During the Second World War the main present unit was No. 20 Maintenance Unit RAF (MU) which stored and prepared aircraft. The unit arrived during October 1938 and left in September 1960. The next unit to arrive was No. 12 Group Pool RAF which arrived during August 1939, the units name was changed to No. 5 Operational Training Unit RAF (OTU) before being renamed No. 55 OTU. The unit trained Hawker Hurricane and Bristol Blenheim pilots before being renamed No. 3 Tactical Exercise Unit RAF at RAF Annan. This was redesignated on 18 December 1944 and moved back to Aston Down where the unit flew Hawker Typhoons.

During 1941 the second longest staying unit arrived which was No. 9 Ferry Pool ATA of the Air Transport Auxiliary which transported aircraft from the buildings of No. 20 MU to operational airfields. The unit was renamed No. 187 Squadron RAF and moved to RAF Benson during January 1953. In August 1941 No. 52 OTU joined the station from RAF Debden and the unit trained daytime fighter pilots but after two years in August 1943 the unit moved out. The Fighter Leader School moved in during August 1943 operating Supermarine Spitfires moving from RAF Charmy Down but after only four months the unit left.

First operational squadron to arrive was No. 180 Squadron RAF which had moved to RAF Dunsfold on 18 August 1943 and a detachment was based at RAF Aston Down until 12 April 1943 flying the North American Mitchell. During the time No. 4 Squadron RAF arrived on 3 January 1944 and stayed until 2 March 1944 flying the de Havilland Mosquito XVI.

===Post Second World War===
Sometime after the Second World War the hangars were used by No. 5 Maintenance Unit RAF which was based at RAF Kemble.

On 1 February 1953 No. 187 Squadron RAF reformed at the airfield. The unit was renamed from No. 2 Home Ferry Unit and initially only flew the Avro Anson C.19 but in March 1955 the Vickers Varsity T.1 was added and in April of the same year Anson C.12's were also added but just over two years later the unit disbanded on 2 September 1957 at the airfield.

More recently the airfield was used as a satellite airfield for the Central Flying School at RAF Little Rissington, with trainee flying instructors practising their circuits in BAC Jet Provosts. Visits by the Red Arrows were also frequent until their departure from the nearby Kemble Airport in 1983. Since the sale of the airfield it no longer sees any RAF flying activity.
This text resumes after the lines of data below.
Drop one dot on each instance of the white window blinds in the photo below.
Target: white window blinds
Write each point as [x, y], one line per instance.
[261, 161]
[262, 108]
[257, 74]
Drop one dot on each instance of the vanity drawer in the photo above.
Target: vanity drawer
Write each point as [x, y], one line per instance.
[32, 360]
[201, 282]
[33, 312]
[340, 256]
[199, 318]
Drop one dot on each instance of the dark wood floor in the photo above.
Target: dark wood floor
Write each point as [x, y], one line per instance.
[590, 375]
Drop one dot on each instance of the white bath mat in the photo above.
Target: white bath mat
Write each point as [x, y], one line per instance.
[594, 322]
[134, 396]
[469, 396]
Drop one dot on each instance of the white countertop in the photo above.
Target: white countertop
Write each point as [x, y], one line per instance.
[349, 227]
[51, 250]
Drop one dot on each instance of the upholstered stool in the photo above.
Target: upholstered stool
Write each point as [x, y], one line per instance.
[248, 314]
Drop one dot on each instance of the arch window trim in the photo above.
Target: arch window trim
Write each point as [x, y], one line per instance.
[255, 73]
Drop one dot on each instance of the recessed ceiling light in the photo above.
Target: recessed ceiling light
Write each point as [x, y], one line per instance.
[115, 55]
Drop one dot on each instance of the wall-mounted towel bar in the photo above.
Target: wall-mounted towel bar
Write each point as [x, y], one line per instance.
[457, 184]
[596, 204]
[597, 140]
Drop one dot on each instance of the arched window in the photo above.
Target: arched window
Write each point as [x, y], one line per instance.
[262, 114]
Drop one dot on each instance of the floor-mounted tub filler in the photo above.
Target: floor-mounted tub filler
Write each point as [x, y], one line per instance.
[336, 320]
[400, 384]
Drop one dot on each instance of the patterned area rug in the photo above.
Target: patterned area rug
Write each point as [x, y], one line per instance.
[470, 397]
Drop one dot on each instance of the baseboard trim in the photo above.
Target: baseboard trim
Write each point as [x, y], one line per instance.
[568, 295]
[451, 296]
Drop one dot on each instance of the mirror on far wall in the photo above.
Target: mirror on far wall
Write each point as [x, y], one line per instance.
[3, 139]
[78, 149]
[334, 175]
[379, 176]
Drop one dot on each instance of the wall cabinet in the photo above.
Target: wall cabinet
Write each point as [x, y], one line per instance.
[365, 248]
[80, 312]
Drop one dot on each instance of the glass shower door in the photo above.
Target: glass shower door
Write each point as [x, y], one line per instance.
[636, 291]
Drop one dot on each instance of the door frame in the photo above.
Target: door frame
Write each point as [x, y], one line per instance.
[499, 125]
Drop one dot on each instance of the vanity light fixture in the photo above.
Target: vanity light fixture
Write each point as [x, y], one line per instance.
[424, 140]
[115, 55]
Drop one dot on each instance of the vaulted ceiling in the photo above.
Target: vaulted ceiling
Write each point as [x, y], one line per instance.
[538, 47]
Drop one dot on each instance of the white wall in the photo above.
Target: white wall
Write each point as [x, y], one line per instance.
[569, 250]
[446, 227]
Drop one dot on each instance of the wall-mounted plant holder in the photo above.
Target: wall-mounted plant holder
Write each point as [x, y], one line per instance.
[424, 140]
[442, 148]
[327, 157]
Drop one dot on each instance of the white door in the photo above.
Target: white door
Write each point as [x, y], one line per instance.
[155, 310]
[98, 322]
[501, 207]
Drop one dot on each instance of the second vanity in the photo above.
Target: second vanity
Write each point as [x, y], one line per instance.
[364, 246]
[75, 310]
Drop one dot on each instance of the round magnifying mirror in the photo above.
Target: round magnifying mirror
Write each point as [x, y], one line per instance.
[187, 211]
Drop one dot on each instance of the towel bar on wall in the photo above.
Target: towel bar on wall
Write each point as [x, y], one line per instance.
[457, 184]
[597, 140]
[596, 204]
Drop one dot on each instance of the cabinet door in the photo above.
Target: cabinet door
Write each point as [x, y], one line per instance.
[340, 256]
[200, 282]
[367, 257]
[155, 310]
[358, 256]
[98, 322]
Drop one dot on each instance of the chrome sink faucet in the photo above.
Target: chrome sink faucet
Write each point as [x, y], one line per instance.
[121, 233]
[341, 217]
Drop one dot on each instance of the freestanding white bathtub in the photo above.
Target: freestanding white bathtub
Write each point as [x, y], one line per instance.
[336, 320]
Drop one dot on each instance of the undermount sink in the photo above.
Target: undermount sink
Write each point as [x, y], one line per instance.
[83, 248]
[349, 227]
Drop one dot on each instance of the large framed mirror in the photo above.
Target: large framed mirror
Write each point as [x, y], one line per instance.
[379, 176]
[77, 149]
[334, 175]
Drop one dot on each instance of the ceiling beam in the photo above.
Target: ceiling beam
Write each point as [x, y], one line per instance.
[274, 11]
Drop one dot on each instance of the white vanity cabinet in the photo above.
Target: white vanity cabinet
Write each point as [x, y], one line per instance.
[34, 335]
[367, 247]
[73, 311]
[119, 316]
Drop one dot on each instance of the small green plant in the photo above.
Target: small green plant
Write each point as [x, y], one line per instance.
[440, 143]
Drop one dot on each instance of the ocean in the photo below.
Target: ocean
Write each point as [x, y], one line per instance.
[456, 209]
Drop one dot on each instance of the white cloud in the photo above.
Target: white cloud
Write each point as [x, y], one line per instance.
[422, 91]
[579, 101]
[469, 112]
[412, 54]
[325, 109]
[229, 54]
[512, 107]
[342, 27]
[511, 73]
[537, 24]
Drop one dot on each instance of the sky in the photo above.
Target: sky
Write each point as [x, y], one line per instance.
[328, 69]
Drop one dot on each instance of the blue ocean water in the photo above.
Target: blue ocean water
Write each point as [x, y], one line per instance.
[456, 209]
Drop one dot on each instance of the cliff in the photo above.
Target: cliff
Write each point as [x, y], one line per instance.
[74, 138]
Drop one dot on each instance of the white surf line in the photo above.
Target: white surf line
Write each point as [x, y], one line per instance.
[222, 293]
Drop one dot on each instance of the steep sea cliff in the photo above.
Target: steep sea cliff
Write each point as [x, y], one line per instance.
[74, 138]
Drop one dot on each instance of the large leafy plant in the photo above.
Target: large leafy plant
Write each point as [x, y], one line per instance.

The following RAF Regiment squadrons and unit were here at some point:
- No. 2717 Squadron RAF Regiment
- No. 2719 Squadron RAF Regiment
- No. 2724 Squadron RAF Regiment
- No. 2742 Squadron RAF Regiment
- No. 2757 Squadron RAF Regiment
- No. 2759 Squadron RAF Regiment
- No. 2777 Squadron RAF Regiment
- No. 2804 Squadron RAF Regiment
- No. 27 Group Communication Flight RAF

==Current use==
In 1967 the Cotswold Gliding Club (CGC) moved to Aston Down, which in 1981 became surplus to requirements and was sold to the Club by the Ministry of Defence (MOD). Having since acquired further land, the CGC now owns most of the airfield within the perimeter track.

DEFRA occupy a secure facility to the north of the airfield housing the SVS Aston Down Wildlife Unit.

==Industry and the environment==
The land surrounding the airfield, including a number of large hangars (visible in the photograph above), continued to be used by the MOD until 2002, when it was sold to the development firm Leda Properties to be let as warehousing and industrial units. In 2005, following a Freedom of Information request, the local newspaper revealed that Aston Down is contaminated with arsenic, hydrocarbons and radium.